Madleen Stolze aus Wegberg absolviert einen Freiwilligendienst in Benins Hauptstadt Porto Novo und lebt in einer Pastorenfamilie.

Foto: kn

Diese ist vom Kaliber doppelt so groß, hat Hörner wie Gardinenstangen und ist schwarz-weiß gesprenkelt. Ich fühle mich für einen Moment wie Astrid Lindgrens Heldin Pippi Langstrumpf mit einem Pferd auf der Veranda, nur dass ich ein Pferd weitaus angenehmer gefunden hätte. Als ich vom Joggen wiederkomme, erwartet mich die Kuh schon vor der Haustür; nicht mehr allzu lebendig und mit der Hälfte ihres inneren Daseins neben sich. Zur Hochzeit gab es Rindfleisch für alle.

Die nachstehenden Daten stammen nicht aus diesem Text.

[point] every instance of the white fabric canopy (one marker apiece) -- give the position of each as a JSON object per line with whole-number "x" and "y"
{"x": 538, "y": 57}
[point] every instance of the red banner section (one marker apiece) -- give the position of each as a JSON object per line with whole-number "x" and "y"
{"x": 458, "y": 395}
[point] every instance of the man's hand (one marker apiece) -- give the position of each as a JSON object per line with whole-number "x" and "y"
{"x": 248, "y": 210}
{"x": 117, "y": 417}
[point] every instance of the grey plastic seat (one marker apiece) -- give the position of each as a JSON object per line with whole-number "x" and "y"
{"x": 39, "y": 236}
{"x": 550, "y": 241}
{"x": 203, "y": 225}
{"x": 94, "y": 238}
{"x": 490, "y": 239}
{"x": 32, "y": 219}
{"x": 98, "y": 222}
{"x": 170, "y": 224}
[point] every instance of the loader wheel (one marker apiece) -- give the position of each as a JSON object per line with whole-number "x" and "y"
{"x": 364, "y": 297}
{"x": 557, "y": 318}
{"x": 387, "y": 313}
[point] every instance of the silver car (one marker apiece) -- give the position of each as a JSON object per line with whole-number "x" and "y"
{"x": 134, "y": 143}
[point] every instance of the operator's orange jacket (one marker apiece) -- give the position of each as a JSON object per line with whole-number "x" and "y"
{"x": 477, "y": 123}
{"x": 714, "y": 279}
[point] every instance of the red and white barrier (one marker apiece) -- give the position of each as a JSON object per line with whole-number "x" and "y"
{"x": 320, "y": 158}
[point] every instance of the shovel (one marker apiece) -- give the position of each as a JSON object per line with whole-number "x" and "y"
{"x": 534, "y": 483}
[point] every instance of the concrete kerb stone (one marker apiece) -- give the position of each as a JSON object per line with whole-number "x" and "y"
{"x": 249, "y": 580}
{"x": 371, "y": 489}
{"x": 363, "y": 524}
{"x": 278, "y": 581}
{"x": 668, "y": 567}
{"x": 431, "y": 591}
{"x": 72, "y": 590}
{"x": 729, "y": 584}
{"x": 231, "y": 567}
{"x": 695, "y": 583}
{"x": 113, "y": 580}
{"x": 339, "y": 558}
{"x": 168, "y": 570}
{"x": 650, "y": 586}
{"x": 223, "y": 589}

Das liegt nun zehn Monate zurück. Wenn wir uns an eines zu Anfang nur schwer gewöhnen konnten, dann war es das Essen. Ständig waren uns die Soßen zu ölig, in jedem Gericht fand man Fischgräten, die Konsistenzen waren dem Gaumen fremd und die Portionen hätten für zwei gereicht. In Benin gibt es gewisse Eigenheiten, die auf uns als Europäer zunächst fremd und unverständlich wirken. Beispielsweise isst man morgens warm. In unserem Haus bedeutet das Akassa avec Légume (franz.), ein Art Maisbrei mit spinatähnlichem Gemüse und Fisch. Zum Essen versammelt man sich nicht an einem Tisch. Vielmehr folgt man seinem individuellen Bedürfnis und isst, wenn man gerade Hunger hat, dazu lässt man sich einfach nieder, notfalls am Straßenrand. Grundsätzlich isst man das Meiste mit den Händen. Die beninische Gastfreundlichkeit sieht vor, dass, wenn jemand das Haus betritt, egal aus welchem Anlass, ihm zunächst ein Krug mit Wasser gereicht wird. Will man einem Gast besondere Ehre erweisen, so kocht man für ihn, aber lässt ihn die Speise ungestört allein einnehmen.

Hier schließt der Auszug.